Dire qu’Ary Chalus, président de la Région Guadeloupe, est profondément blessé, c’est ne pas dire les choses. Ary Chalus est meurtri par le comportement du gouvernement à son égard. Son amertume, on l’a vue, il l’a portée de télévision en radio sur les chaînes nationale au cours d’un séjour à Paris. Reçu sur RTL, il a dit bien des choses…
A de nombreuses reprises, Ary Chalus a prévenu les instances gouvernementales pour dire que la crise sanitaire avait laissé de profondes marques sur la société guadeloupéenne et qu’il fallait faire quelque chose. On lui a répondu avec le Plan de Relance National et son volet local, auquel la Région a abondé. De l’argent, mais les observateurs pensent qu’Ary Chalus attendait autre chose, le soutien dans cette réforme de la société locale qu’il appelle de ses vœux pour éviter une explosion de cette société.

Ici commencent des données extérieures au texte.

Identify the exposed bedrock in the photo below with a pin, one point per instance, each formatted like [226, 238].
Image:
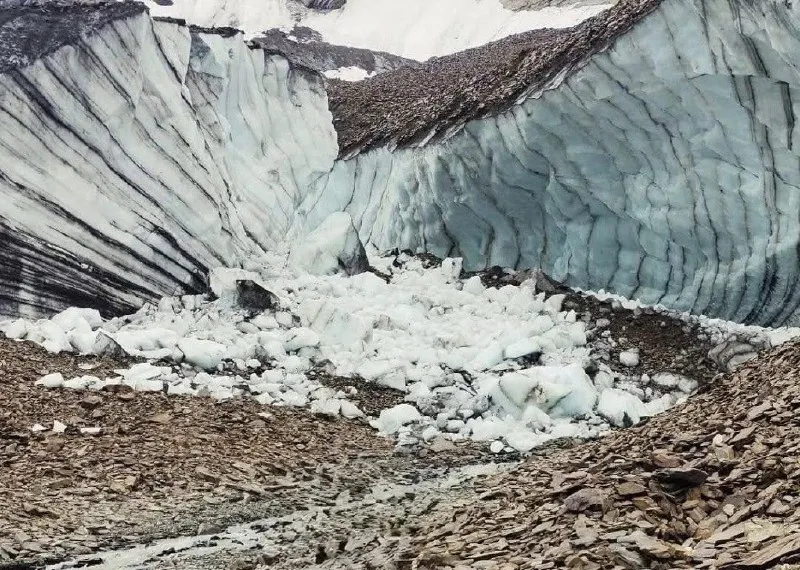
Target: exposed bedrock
[667, 168]
[139, 155]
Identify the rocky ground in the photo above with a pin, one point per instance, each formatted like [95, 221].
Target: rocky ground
[114, 479]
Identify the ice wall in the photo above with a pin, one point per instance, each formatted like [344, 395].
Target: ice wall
[667, 168]
[136, 158]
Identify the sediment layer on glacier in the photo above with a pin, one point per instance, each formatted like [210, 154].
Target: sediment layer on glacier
[664, 167]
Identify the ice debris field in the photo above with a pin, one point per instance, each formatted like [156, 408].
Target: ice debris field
[506, 366]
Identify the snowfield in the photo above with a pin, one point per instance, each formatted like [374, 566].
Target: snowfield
[506, 366]
[416, 29]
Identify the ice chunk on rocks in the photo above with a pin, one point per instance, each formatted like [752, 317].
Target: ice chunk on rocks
[205, 354]
[390, 421]
[474, 286]
[350, 410]
[75, 318]
[629, 358]
[333, 247]
[16, 329]
[300, 338]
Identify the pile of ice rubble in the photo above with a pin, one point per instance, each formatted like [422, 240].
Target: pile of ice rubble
[460, 352]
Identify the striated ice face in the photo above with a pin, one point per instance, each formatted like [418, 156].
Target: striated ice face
[416, 29]
[666, 169]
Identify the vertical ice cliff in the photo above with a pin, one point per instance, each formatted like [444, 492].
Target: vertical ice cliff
[136, 154]
[666, 168]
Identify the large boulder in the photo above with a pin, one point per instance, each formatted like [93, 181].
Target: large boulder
[334, 247]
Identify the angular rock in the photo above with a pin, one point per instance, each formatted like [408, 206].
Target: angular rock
[255, 298]
[681, 477]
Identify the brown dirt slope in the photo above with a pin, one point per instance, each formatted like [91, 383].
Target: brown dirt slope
[403, 106]
[710, 484]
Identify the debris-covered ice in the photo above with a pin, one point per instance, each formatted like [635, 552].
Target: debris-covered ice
[503, 365]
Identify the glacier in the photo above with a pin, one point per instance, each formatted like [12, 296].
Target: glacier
[660, 167]
[137, 157]
[664, 169]
[415, 29]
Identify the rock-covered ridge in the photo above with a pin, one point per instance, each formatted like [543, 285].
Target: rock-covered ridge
[415, 105]
[304, 47]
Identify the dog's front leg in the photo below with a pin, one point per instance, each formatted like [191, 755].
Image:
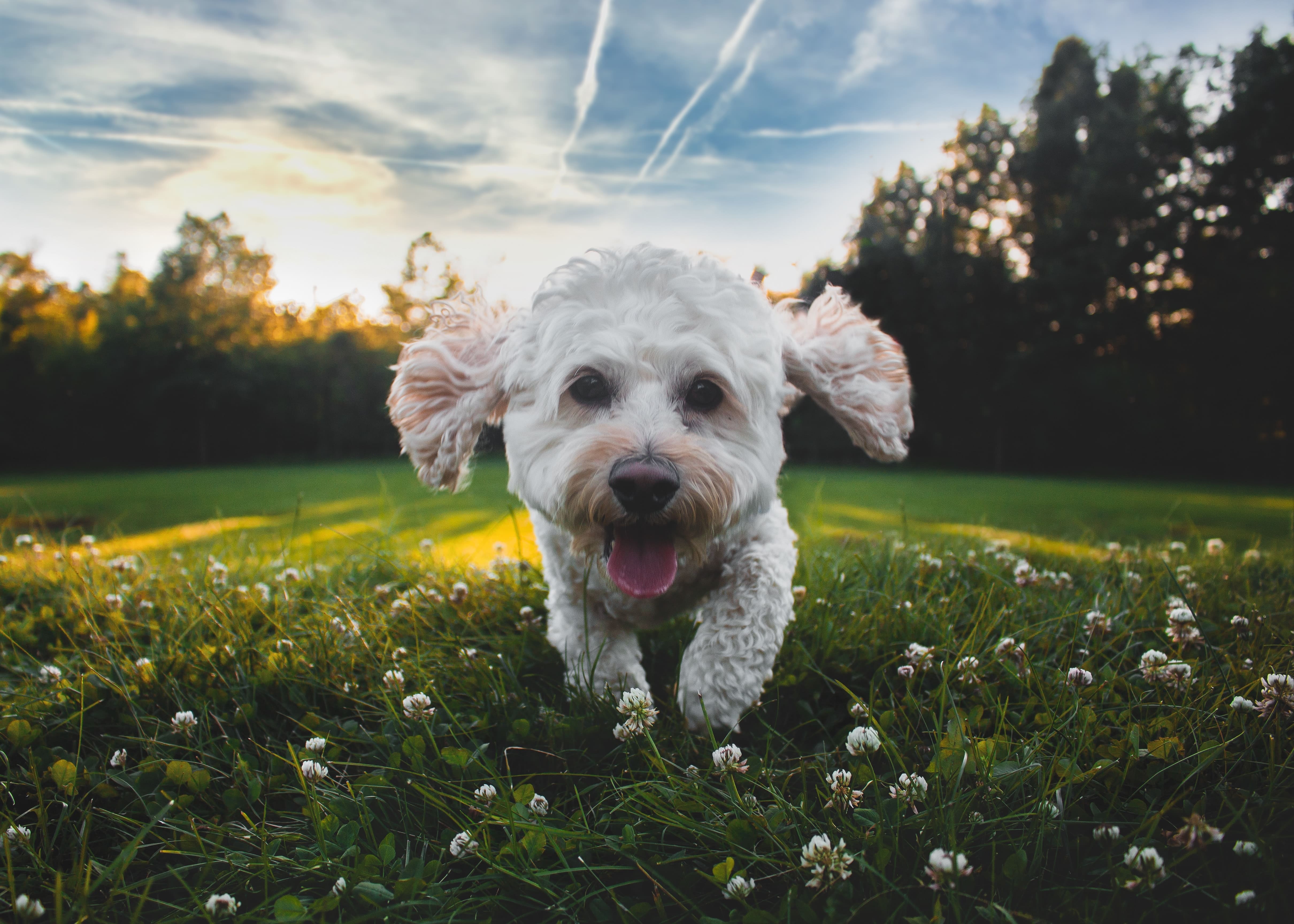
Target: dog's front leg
[741, 628]
[601, 653]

Personne ne peut dire que le Baie-Mahaultien ne connaît pas la jeunesse des quartiers. En pleine crise sociale de 2009, il est allé au-devant de jeunes révoltés, en pleine nuit, pour leur dire de ne pas mettre le feu à la plus grande surface commerciale des Antilles… Ils l’ont écouté.
AJV
SUR LA CRISE SOCIALE
« Non, je n’approuve pas que le ministre (de l’Intérieur) fixe le retour au calme comme préalable à toute discussion parce que chaque fois c’est la même chose. Je pense que, depuis longtemps, j’ai beaucoup alerté le gouvernement et chaque ministre concerné par la situation de la Guadeloupe.
Tout le monde sait qu’à la Guadeloupe, la Martinique, la Guyane, la Réunion même nous avons un retard structurel, sur l’économie, sur le développement, sur les infrastructures.
Nous ne demandons pas directement qu’on puisse nous donner de l’argent, mais nous avons toujours besoin d’un accompagnement.
Aujourd’hui, il y a une plateforme de revendications (de l’intersyndicale) de plus de 32 points. Il y a aussi le problème des soignants et des pompiers. Pour ces derniers, je pense qu’on peut trouver une solution pour calmer la situation. Pour les soignants, nous avons fait des propositions en attendant qu’on puisse effectivement calmer les choses, se concerter, dialoguer et peut être, pourquoi pas, faire des reclassements pour que ces pères et ces mères de famille ne puisse pas perdre leur emploi.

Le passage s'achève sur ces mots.